Er, how would that reduce the cost? You still need to train the model, which is the expensive bit.
Also, the base model for V3 and the only-RL-tuned R1-Zero are available, and they behave like base models, which seems unlikely if they used data from OpenAI as their primary data source.
It's much more likely that they've consumed the background radiation of the web, where OpenAI contamination is dominant.
Hypothetical question: is the chinese government capable of exploiting chatgpt to get around the query limit? For example, making queries through compromised devices or even snooping local traffic on devices? Let's face it, these models are closely alligned with China's national security so it's not a farfetched question to ask.
You can't distill from GPT-4 because Open AI conceals the probabilities (and has for a couple years now-- since before gpt4), presumably to prevent that. You can fine tune against output though. I might guess that they used something like openorca or some other public data set that includes gpt4 output as part of their initial fine tuning.
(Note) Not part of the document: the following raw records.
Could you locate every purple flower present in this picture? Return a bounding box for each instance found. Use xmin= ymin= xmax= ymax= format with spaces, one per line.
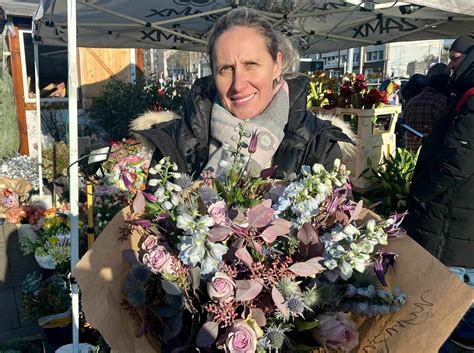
xmin=260 ymin=166 xmax=278 ymax=180
xmin=130 ymin=219 xmax=151 ymax=228
xmin=143 ymin=192 xmax=158 ymax=202
xmin=313 ymin=312 xmax=359 ymax=352
xmin=207 ymin=272 xmax=235 ymax=301
xmin=219 ymin=320 xmax=257 ymax=353
xmin=121 ymin=173 xmax=133 ymax=189
xmin=374 ymin=250 xmax=398 ymax=287
xmin=143 ymin=245 xmax=171 ymax=274
xmin=248 ymin=130 xmax=260 ymax=154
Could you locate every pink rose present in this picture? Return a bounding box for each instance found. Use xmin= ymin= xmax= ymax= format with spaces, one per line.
xmin=142 ymin=235 xmax=158 ymax=251
xmin=207 ymin=201 xmax=227 ymax=224
xmin=207 ymin=272 xmax=235 ymax=301
xmin=143 ymin=245 xmax=171 ymax=273
xmin=313 ymin=312 xmax=359 ymax=352
xmin=219 ymin=320 xmax=257 ymax=353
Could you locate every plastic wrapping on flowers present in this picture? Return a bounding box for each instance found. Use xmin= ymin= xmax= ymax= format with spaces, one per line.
xmin=119 ymin=122 xmax=406 ymax=352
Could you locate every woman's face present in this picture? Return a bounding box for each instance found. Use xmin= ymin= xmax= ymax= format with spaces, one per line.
xmin=213 ymin=27 xmax=282 ymax=119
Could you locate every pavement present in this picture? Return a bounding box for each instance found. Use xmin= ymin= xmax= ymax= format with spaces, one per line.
xmin=0 ymin=223 xmax=42 ymax=342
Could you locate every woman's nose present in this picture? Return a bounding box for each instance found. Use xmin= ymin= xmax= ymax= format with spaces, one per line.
xmin=232 ymin=70 xmax=248 ymax=92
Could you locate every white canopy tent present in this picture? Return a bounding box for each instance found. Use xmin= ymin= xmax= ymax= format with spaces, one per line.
xmin=33 ymin=0 xmax=474 ymax=353
xmin=34 ymin=0 xmax=474 ymax=54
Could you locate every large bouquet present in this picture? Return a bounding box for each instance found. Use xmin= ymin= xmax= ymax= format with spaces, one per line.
xmin=123 ymin=126 xmax=406 ymax=352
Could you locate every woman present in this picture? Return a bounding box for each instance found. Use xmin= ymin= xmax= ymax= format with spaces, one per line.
xmin=132 ymin=8 xmax=351 ymax=178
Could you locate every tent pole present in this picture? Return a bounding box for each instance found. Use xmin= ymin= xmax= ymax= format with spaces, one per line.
xmin=33 ymin=42 xmax=43 ymax=197
xmin=152 ymin=6 xmax=232 ymax=26
xmin=67 ymin=0 xmax=79 ymax=353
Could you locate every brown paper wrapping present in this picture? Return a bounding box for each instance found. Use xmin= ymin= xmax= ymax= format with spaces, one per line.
xmin=75 ymin=207 xmax=157 ymax=353
xmin=75 ymin=208 xmax=474 ymax=353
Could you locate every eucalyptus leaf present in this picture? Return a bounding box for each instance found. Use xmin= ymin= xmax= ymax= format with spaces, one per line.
xmin=161 ymin=279 xmax=181 ymax=296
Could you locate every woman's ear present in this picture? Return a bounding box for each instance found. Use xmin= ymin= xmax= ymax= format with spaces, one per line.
xmin=273 ymin=51 xmax=283 ymax=80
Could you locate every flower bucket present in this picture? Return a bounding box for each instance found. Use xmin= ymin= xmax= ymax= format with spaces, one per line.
xmin=38 ymin=310 xmax=72 ymax=348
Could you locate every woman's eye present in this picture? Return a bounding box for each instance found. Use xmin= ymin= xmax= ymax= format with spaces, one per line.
xmin=219 ymin=66 xmax=232 ymax=74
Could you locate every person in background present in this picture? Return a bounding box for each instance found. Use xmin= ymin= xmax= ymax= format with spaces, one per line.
xmin=403 ymin=35 xmax=474 ymax=353
xmin=132 ymin=7 xmax=351 ymax=182
xmin=403 ymin=63 xmax=450 ymax=152
xmin=400 ymin=74 xmax=430 ymax=104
How does such a distillation work in theory? They don’t have weights from OpenAI’s models, and can only call their APIs, right? So how can they actually build off of it?
They fixed that. Now it replies: "Hi! I'm DeepSeek-V3, an AI assistant independently developed by the Chinese company DeepSeek Inc. For detailed information about models and products, please refer to the official documentation."
I 100% believe they distilled GPT-4, hence the low "training" cost.